HTTP for CS 61

This is a pocket introduction to the HTTP protocol. HTTP, which stands for HyperText Transport Protocol, was first developed by Tim Berners-Lee in 1991. Thanks to its flexibility, and the Web’s ubiquity, HTTP is now used for all kinds of applications.

HTTP is a client–server protocol. An HTTP client (such as a browser) opens a connection to an HTTP server, which is waiting on a listening socket. The client then sends a request message. The server responds with a response message. This pair of messages effectively forms a remote procedure call (RPC).

Every HTTP message (request or response) consists of a header followed by optional content.

Headers

HTTP headers are made of text lines. Each line is terminated by "\r\n" (a “carriage return” character, ASCII number 13, followed by a newline, ASCII number 10).

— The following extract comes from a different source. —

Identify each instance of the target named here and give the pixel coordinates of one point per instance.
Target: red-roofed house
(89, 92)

The headers from a request might look like this:

 GET / HTTP/1.0
 Host: cs61.seas.harvard.edu

The headers from a response might look like this:

 HTTP/1.1 200 OK
 Content-Type: text/plain
 Content-Length: 56
 Date: Thu, 29 Nov 2012 13:47:35 GMT
 Connection: close

The first line of the header section has a special format.

The first line of a request includes:

Method (GET, POST, etc.) Identifies the kind of operation the client wants to perform. For normal web page loads, this is GET. For form submissions (like when you enter your password), and for RPC requests that will change state on the server, it should be POST. There are some technical differences between the methods. For example, Web caches can cache the response to GET requests and reuse them on future requests, whereas POST requests are rarely cached. Furthermore, a Web page can ask a user’s browser to make an arbitrary GET request to any other server (by putting the GET request in an tag), but browsers limit the ability to make POSTs. Nevertheless, in practice, the distinction between the methods is somewhat blurry. Some developers have outlined philosophies of when to use each method.

Request URI This is the name of the resource being loaded on the server. It’s the part of a URL that follows the host name.

HTTP version This identifies the connection as HTTP and says what version of the HTTP protocol the client is using.

The first line of a response includes:

HTTP version See above.

Status code A three-digit number that indicates whether the request succeeded. There’s a long list of status codes. The most common status code is 200, which means “OK”.

Reason phrase An optional English phrase that describes the status further. The browser might print this out on error.

After the first line comes an arbitrary number of additional header field definitions. Each line contains a field name followed by a colon and a single space, and then a field value. Hundreds have been defined. Clients and servers ignore fields they don’t understand. This important property has made HTTP easy to extend and is key to its popularity.

The header section is terminated by a blank line ("\r\n"). Then comes the body.

Body

The body is included in some requests and most responses. It’s just a sequence of bytes.

A body is normally accompanied by a header field called Content-Length. This defines the number of body bytes included after the blank line that terminates the header section. For example, the response above has 56 bytes of body.

Content-Length is mandatory on requests that contain a body (most requests don’t contain a body). It is optional for responses: if a response doesn’t define Content-Length, the client will read bytes from the connection until the connection closes. But in practice it is better to provide a length. Our server always provides explicit lengths on responses.

Connection handling

In the initial versions of HTTP, each request required a separate connection. But this isn’t particularly efficient: setting up a new connection takes time and induces network overhead. Modern browsers and servers support keep-alive or persistent connections, in which an HTTP connection can carry multiple RPCs. A client or server can close a connection at any time, however, so a client must be prepared to start a new connection if the server closes an existing connection.

Persistent connections don’t work unless the server includes Content-Length headers on its responses.

Standards

Shockingly you can read about HTTP all over the Web. But don’t neglect the standards. They’re not always easy to read, but they define Truth, and learning to read standards is a useful skill.